# Assignment 2 SS: Rusttracer (Performance)
This is assignment 2, about performance. This file records every benchmark with both using time and criterion.
## I. Checklist
### Baseline Requirements:
- [x] Apply at least 3 of the performance improvement techniques discussed in class
- [x] Apply at least 5 (distinct) performance optimizations
- [x] Write at least 1 benchmark using criterion to evaluate the performance of your changes.
- Write a report containing, for every optimization, write at least 100 words in which you:
- [x] Describe what it is and how it works
- [x] Describe why it makes the code faster
- [x] Describe how you discovered this optimization
- [x] Show some kind of benchmark (does not need to be with criterion) which proves it made the code faster compared to a previous version of your code
- [x] In what order you discovered each of the optimizations
- [x] What hardware you used to benchmark, and in what way your hardware affects the benchmarks you ran
### Extra Requirements:
- [x] Find more ways to increase the performance of the code (depending on the complexity, your description and the effect it has, roughly 1 point per optimization)
- [x] Separate benchmarks (using criterion) for each of your optimizations and the effect they have compared to the baseline (1 point)
- [x] After you hand your assignment in, we will benchmark your code against our original.

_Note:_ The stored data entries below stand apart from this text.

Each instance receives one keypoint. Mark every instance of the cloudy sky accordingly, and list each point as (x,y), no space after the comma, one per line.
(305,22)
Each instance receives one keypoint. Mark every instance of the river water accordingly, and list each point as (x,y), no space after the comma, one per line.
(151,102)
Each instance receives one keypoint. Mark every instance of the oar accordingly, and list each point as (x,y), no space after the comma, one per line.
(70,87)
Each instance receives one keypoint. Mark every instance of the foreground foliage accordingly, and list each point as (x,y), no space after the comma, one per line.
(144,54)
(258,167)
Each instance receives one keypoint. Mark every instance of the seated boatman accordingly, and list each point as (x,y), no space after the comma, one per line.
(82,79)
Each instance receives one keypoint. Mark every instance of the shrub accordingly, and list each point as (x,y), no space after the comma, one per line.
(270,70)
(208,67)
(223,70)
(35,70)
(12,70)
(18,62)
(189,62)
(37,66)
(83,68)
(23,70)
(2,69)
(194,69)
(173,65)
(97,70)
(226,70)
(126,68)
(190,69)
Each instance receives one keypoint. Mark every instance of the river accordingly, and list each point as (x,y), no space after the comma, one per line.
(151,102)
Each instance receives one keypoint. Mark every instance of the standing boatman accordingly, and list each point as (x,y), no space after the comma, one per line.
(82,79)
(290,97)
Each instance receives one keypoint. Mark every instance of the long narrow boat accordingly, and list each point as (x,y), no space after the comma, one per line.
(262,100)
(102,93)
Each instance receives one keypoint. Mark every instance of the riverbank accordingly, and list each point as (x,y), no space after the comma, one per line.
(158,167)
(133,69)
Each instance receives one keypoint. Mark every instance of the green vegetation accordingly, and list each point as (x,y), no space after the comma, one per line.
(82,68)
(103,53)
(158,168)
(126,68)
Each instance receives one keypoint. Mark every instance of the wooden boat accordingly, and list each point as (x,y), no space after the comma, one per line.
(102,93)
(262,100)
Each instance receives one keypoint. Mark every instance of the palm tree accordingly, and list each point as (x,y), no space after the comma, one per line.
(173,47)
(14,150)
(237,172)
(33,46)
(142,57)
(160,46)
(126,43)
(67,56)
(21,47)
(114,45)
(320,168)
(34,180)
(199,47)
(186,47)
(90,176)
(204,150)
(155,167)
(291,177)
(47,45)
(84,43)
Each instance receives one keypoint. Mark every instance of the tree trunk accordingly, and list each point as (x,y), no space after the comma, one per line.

If your code is faster than the reference you get 0.5 bonus. You can ask TAs to benchmark your code before you hand in.
## II. Record of Optimization
All benchmark of all optimizations use:
```rust=
time cargo run --release
```
All benchmark in this file are benchmarked after every optimization is done and before getting the final codes which might be different from benchmark using criterion in the end.
### 1. Function set_at() optimization (I/O buffering, get rid of things from for-loop)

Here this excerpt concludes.